Mark My Words: Moira

It was my last summer at the sleep away camp I had been attending for the past six summers. It was a summer of incongruity – I was about to enter my first year of high school and felt a bit old for the juvenile lifestyle of camp, yet, I didn’t feel ready to leave those Vermont lakeside summers behind.

That summer was unlike any other period of my life up to that point and unlike any I’ve experienced since. I spent nearly every day clothed in an old dress I found in the communal camp dress-up box. It had a textured bodice and a chiffon skirt that trumpeted out behind me as I ran barefooted between the birch trees surrounding the lake where our little camp sat. By the end of the summer, the spaghetti straps had ripped from the dress, requiring me to tie it halter-style around my neck to ensure it would stay up around my barely-budding body. The skirt ripped repeatedly, bits of skin exposed through the tears, and the color slowly turned from onion-white to a viscose orange-brown. At my ultra-hippie, if you want to sing out, sing out camp, I felt completely comfortable wearing that dress everywhere I went, even into the lake. I would pull myself heavily from the water onto the wooden raft where I would lay, toes pointed toward the sky like ten tender almonds, skin absorbing sun like paper absorbing ink, eyes wildly alive with the sparkle of the sun reflecting off the water.

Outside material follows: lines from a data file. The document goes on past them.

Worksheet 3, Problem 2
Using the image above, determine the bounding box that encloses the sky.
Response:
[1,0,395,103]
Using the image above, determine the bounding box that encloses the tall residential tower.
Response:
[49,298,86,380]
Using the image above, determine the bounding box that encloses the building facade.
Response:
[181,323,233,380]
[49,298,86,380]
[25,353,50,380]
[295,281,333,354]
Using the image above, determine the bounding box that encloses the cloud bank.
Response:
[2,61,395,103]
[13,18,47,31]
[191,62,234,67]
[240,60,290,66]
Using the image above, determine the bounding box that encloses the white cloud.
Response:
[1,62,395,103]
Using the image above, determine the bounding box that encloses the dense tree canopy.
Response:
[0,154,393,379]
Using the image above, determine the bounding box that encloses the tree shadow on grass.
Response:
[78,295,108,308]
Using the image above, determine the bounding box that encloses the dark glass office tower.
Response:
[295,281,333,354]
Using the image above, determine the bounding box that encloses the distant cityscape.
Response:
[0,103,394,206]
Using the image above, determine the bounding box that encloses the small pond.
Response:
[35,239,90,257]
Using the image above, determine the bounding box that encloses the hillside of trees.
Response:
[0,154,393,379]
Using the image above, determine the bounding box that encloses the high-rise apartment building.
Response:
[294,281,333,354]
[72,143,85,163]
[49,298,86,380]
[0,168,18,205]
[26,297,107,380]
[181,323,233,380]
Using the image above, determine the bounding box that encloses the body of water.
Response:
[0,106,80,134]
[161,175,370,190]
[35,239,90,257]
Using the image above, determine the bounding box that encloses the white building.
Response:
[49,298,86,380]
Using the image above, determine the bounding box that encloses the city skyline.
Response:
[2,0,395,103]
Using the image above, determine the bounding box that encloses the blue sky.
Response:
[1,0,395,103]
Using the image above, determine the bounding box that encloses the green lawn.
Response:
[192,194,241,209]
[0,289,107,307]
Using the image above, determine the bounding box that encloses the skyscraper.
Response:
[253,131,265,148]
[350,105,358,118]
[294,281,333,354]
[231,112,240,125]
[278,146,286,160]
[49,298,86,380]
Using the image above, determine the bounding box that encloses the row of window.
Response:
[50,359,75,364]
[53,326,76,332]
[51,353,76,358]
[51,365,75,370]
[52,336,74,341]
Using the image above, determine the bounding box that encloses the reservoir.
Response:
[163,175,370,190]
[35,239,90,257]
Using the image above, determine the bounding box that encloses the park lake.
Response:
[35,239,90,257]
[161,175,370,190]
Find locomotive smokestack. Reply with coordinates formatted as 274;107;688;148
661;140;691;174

There was a boy. There always is in stories like this – ephemeral summer stories. His name was Glacier Heart. He attended a nearby Native American camp where each camper was given a Native American name. I never knew his outside-of-camp name, but I didn’t want to know it, I liked Glacier Heart. He was a silent boy, thin-framed with sandy blonde hair. There was precious little time for our romance to develop in the two months of summer camp, and we were only afforded the opportunity to see each other once every so often when chance brought us together.

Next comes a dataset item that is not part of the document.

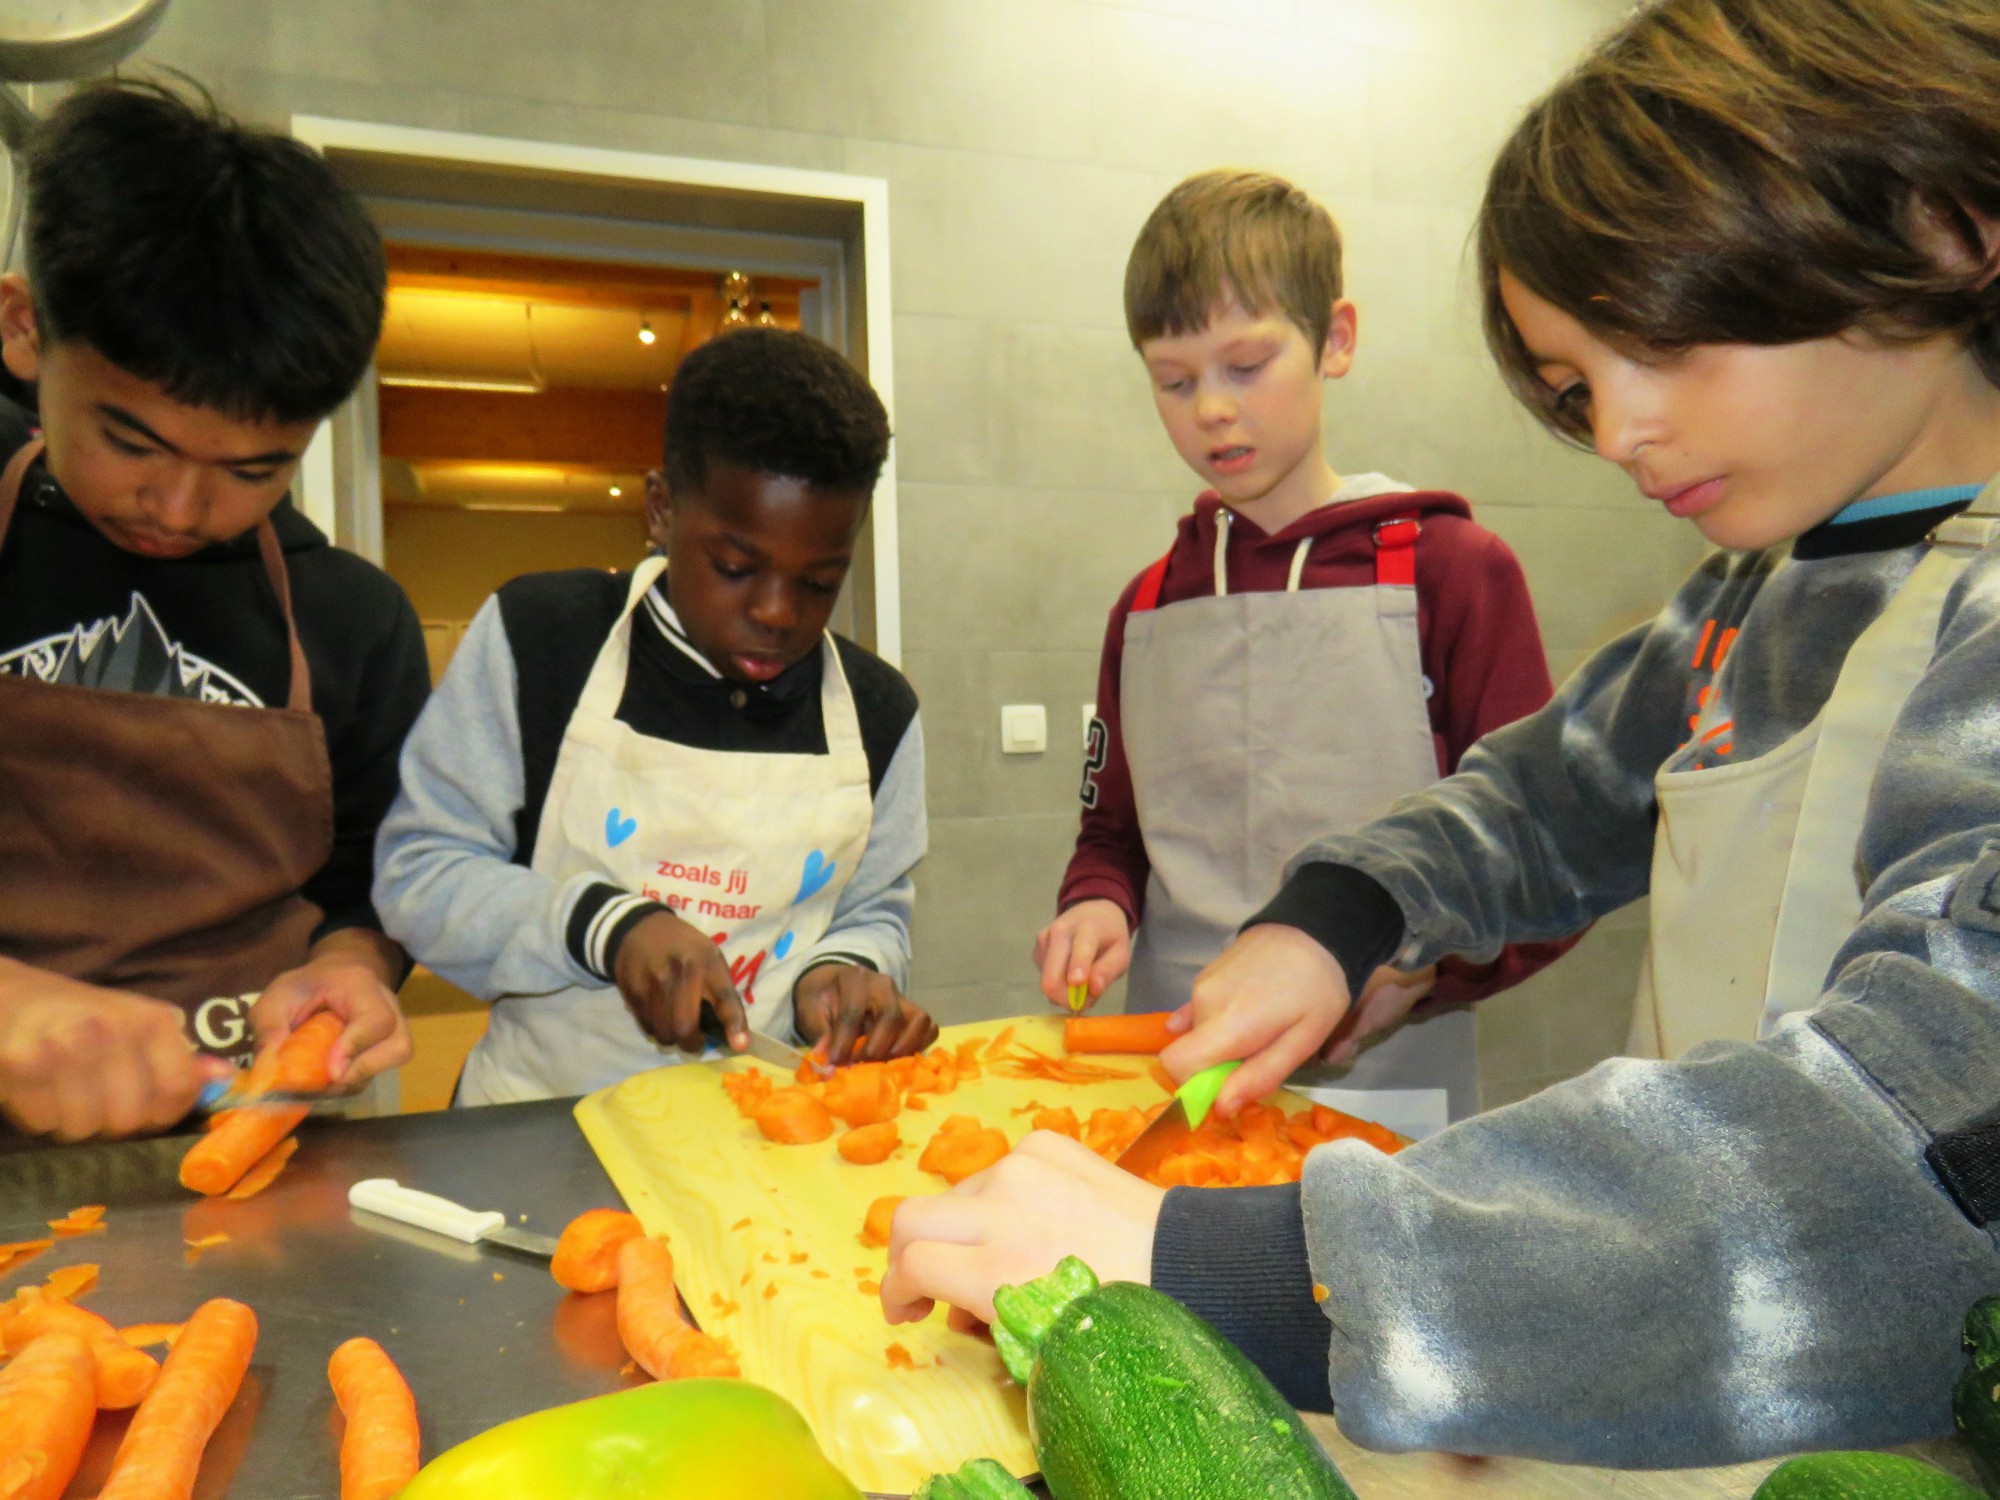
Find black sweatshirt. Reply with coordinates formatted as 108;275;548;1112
0;400;430;944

Nonetheless, we courted each other. He would inscribe love letters to me on pieces of birch bark and send them through the inter-camp mail. I made him a necklace: a long string of black and red beads to be worn choker-style around his neck. My patience that summer was excruciatingly thin, I waited days to receive any indication that he was still thinking of me.

As the summer drew to a close, we attempted to reach each other with more urgency. We knew the last time we were going to see each other would be the truly-last. It was both of our last summers at camp, he lived in Vermont, I in New York, we were impossibly young to consider the possibilities of inter-state travel.

He approached me from across the lawn, his thin frame aching with male prowess, my onion-turned-viscose dress shifting softly as I stood up to meet him. In his hand he held something. A gift, a farewell gift, a dream catcher. He had made it himself, twisting a long stick into a U-shape after skinning the bark from it. Using a string of sinew, he had created the dream catcher web where he had affixed a long, gray feather and several wooden beads. It was the most beautiful gift I had ever received because it was made by the boy I liked and it was made especially for me. The summation of our entire relationship that summer rested in that dream catcher. When I got home from camp I would hang it, looming largely above my head, and think of him, sending my dreams through it to him many miles away.

We never kissed. Our love was much more innocent than that. It consisted mainly of holding hands and gazing at each other longingly, exploring the lines of the other’s face, the irregularities in his skin, the greasy, sandy hair that was always in his eyes. I think he was the most pure love I ever had and I never knew his real name. But Glacier Heart was name enough, it was watertight.